You and Logan share a look.
"Gross." You both say.
"Why would you ask that?" You scoff.
"We just established the two of you are basically one person." Jack says.
"Yeah- platonically." You say.
"Have you never been friends with a girl dude?" Logan asks.
"I mean yeah, I'm friends with Jean, and Storm, and y/n- we're just not as close as you and y/n seem to-"
"Well hang on you just asked y/n on a date, so that automatically makes things a little different." Logan cuts Jack off.
"You're telling me you wouldn't date y/n?"
"I'm not answering that. You're being weird." Logan says, shaking his head.
"Yeah and don't talk about me like I'm not right here." You say.
"Fine, why won't you go on a date with me?" Jack asks.
"You are not my type darling."
"Nonsense." He rolls his eyes.
"So what is your type?" Jean asks.
"More importantly, how is it not me?" Jack asks.
"Do we have to do this?" You sigh.
"I think we should, I wanna know." Jack smirks.
"You're rowdy and obnoxious and kind of a dick sometimes and surprise there's only room for me to be close to one guy who's kind of a dick- Logan's already taken the spot." You shrug.
"So if you stop being friends with Logan-"
"Hey, tread carefully asshole." Logan points at him.
"Yeah that sounds like the start of a threat." You say.
"Don't team up against me." Jack shakes his head.
"Fine so we know they're not your types but you still haven't answered what is." Jean presses.
"Does it matter?" You scoff.
"Why are you being so secretive about it?" Storm asks.
"I just don't think it changes anything for most of you." You say.
"But for some of us?" Scott asks.
"Maybe Jack here." You say.
"Just Jack?" Logan smirks.
"Go die." You side eye him.
"Just answer their question." Logan chuckles. You sigh heavily.
"I like someone kind, gentle, I guess more on the soft spoken side? Not a pushover but not abrasive.
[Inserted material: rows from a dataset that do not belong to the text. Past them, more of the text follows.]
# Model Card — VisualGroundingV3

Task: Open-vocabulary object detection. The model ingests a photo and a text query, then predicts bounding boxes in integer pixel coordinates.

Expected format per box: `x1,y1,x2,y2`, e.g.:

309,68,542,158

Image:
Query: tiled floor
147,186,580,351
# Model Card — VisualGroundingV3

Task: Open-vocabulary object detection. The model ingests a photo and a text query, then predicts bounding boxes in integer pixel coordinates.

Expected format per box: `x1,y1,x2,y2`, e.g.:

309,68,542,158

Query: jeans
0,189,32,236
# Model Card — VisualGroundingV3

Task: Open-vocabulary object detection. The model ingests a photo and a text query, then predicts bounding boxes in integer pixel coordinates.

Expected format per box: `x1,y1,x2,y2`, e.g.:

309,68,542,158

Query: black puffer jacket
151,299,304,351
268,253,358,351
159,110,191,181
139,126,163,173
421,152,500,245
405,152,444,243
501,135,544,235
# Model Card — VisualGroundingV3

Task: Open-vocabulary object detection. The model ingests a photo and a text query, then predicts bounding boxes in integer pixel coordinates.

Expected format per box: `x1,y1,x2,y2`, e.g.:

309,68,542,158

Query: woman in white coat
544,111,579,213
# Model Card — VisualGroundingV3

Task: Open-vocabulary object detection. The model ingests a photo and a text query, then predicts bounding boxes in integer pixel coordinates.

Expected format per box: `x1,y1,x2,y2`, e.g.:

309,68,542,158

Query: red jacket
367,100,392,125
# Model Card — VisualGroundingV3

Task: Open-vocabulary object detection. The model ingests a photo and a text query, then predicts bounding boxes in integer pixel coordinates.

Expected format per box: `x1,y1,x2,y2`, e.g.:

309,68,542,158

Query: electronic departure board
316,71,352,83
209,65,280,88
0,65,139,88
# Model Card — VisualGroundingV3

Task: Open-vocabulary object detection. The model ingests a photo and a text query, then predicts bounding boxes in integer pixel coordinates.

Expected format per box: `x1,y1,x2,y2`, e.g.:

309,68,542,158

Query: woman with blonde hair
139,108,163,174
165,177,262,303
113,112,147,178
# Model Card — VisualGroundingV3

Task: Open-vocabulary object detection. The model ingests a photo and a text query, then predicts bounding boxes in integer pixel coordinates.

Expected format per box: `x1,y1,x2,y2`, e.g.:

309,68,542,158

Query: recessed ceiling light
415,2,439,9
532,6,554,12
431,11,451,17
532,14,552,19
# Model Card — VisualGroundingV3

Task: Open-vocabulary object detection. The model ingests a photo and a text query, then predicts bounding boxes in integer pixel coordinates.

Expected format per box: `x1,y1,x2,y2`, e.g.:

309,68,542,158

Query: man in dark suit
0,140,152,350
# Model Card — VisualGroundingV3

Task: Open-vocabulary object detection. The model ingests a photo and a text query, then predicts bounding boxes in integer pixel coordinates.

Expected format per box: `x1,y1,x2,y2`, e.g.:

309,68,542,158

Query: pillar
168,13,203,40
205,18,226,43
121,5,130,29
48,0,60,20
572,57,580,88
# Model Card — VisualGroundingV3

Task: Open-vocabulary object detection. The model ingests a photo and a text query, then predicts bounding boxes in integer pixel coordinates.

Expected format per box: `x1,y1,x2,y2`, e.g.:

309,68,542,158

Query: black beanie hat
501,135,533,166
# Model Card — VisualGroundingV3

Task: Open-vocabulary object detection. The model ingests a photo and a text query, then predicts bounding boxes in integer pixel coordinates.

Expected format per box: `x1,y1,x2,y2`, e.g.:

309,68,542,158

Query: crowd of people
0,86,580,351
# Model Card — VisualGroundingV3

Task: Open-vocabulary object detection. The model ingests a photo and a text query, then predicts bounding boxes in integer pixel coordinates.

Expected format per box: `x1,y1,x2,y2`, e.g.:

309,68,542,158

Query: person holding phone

I want someone calm, none of the adrenaline junkie shit."
"Can you guess who she's thinking of?" Logan smirks. His eyes flit very briefly to the subject of his oh so subtle insinuation.
"Shut up. You piece of shit." You shove him slightly, but you are still leaning on him so not with enough force to knock him down. You hope no one was able to pick up on what he was trying to hint at to the rest of the room. Although with Kurt being more quiet than usual you can't help but wonder if he knows.
"Wait, are you thinking of someone particular?" Scott asks.
"No." You say firmly.
"Logan?" Jean presses.
"She says no." He shrugs.
"You are such a dick. You know they're not gonna let this go! I will have no peace so long as they think I was describing someone in particular." You groan.
"Well-"
"Shhhhh! You're the worst. I'm never telling you anything of importance ever again." You smack Logan's chest.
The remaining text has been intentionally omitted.